04



「渚くん、ご飯一緒に食べよう!」


お昼ご飯を片手に渚くんの席に近寄る。渚くんの前の席である前原くんに断って椅子を借りている間、渚くんは鞄から昼食を取り出す。
机の上に乗った昼食を見て私は口を開いた。


「またパン一個だけ…成長期なんだからもっと食べなきゃダメだよ!」


渚くんが鞄から取り出したのは、コッペパン一個と飲み物だけ。それじゃあ大きくなれないよ!と言おうとして慌てて口を噤む。そういえば渚くんに身長の話は禁句だった。
食事をたくさん食べるようになって、身長180センチとかになった渚くんを想像する。…うん、それはそれで何か嫌だ。

やっぱり渚くんは可愛い今のままでいいや、いや寧ろ今のままでお願いします。


「…その言葉そっくりそのまま笹原さんに返すよ」


一人で自己完結していると、苦笑いをしながら私の手元を見る渚くん。私の手には山吹色の箱の栄養調整食品とお水。

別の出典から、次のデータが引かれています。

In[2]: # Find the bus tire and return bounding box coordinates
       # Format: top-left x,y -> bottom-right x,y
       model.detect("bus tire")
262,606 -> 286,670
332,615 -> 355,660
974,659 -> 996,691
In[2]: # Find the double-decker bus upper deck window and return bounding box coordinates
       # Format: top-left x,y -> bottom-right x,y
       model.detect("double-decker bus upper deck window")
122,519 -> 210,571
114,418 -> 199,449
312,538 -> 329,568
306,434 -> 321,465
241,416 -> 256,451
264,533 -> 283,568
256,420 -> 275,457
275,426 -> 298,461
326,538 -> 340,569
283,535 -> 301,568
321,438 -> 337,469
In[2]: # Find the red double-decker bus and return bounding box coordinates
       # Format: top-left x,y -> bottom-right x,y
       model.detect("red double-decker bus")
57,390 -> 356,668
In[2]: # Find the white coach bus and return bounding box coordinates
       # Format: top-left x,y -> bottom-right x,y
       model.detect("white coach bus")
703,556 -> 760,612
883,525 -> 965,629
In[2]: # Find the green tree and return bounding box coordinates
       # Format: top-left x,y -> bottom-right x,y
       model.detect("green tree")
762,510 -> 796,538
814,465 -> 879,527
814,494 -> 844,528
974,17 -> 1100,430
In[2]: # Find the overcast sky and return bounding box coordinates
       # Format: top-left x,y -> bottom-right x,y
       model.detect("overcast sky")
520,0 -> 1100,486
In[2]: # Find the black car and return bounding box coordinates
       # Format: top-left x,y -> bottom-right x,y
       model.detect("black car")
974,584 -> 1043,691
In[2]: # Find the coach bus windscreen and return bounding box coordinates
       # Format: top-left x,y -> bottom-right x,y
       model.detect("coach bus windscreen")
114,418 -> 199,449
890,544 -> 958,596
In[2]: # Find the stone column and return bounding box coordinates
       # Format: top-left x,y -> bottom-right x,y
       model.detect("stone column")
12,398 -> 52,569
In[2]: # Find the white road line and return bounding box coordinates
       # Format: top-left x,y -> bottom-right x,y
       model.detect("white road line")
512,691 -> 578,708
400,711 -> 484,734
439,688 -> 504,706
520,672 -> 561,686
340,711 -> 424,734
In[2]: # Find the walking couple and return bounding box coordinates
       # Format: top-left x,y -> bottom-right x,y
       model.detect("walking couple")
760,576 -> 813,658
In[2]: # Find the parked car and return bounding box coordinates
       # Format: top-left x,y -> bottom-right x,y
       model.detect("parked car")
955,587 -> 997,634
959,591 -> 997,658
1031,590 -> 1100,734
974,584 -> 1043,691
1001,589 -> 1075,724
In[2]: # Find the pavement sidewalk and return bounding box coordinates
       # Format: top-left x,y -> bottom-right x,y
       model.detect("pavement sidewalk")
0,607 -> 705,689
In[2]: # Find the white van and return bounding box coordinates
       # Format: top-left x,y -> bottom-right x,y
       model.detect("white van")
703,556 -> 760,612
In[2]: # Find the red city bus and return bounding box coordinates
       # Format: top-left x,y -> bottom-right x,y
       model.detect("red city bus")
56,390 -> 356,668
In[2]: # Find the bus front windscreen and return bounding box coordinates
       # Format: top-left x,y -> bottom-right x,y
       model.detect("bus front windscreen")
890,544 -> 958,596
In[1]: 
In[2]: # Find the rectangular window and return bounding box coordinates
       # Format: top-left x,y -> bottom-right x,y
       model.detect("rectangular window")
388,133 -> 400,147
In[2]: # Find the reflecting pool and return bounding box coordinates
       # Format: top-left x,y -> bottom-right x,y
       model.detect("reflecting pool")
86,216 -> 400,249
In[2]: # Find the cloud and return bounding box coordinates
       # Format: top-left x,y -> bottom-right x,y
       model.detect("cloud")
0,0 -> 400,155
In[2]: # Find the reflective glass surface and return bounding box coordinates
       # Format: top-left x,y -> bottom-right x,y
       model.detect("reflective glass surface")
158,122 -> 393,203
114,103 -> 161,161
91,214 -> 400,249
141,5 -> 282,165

「僕のパンより笹原さんのそれの方がご飯っぽくないよ。ちゃんと食べないと」

「……私はもう成長期過ぎたからいいの」

「どういう理屈?!」


今日も渚くんのツッコミは冴えてるなぁ、と私が山吹色の箱を開けると、渚くんも私に呆れつつペットボトルのキャップに手を掛ける。
すると、誰かが渚くんの名前を呼んだ。


「ちょっと来いよ、暗殺の計画進めようぜ」


そう言って笑うのはクラスメイトの寺坂くん。うちのクラスの中では俗に言ういじめっ子に分類される彼とその取り巻きには、正直あまり良い印象がない。

こいつに渚くんとのお昼を邪魔されるなんて…!

今なら殺気が出せそうな気がする、と寺坂くんを睨むと今度は渚くんが私の名前を呼んだ。


「ごめん、ちょっと行ってくるから先に食べてて」


そう言って席を立った渚くんの後ろ姿を見送る。あいつ等と一緒なんて凄く凄く心配なんだけど…大丈夫かな渚くん。
渚くんを心配しつつ、最早ただの栄養補給となっている味気ない食事を口へ運ぶ。そして、更に一口。


結局、渚くんが教室に戻って来たのは、昼休み終了間近のことだった。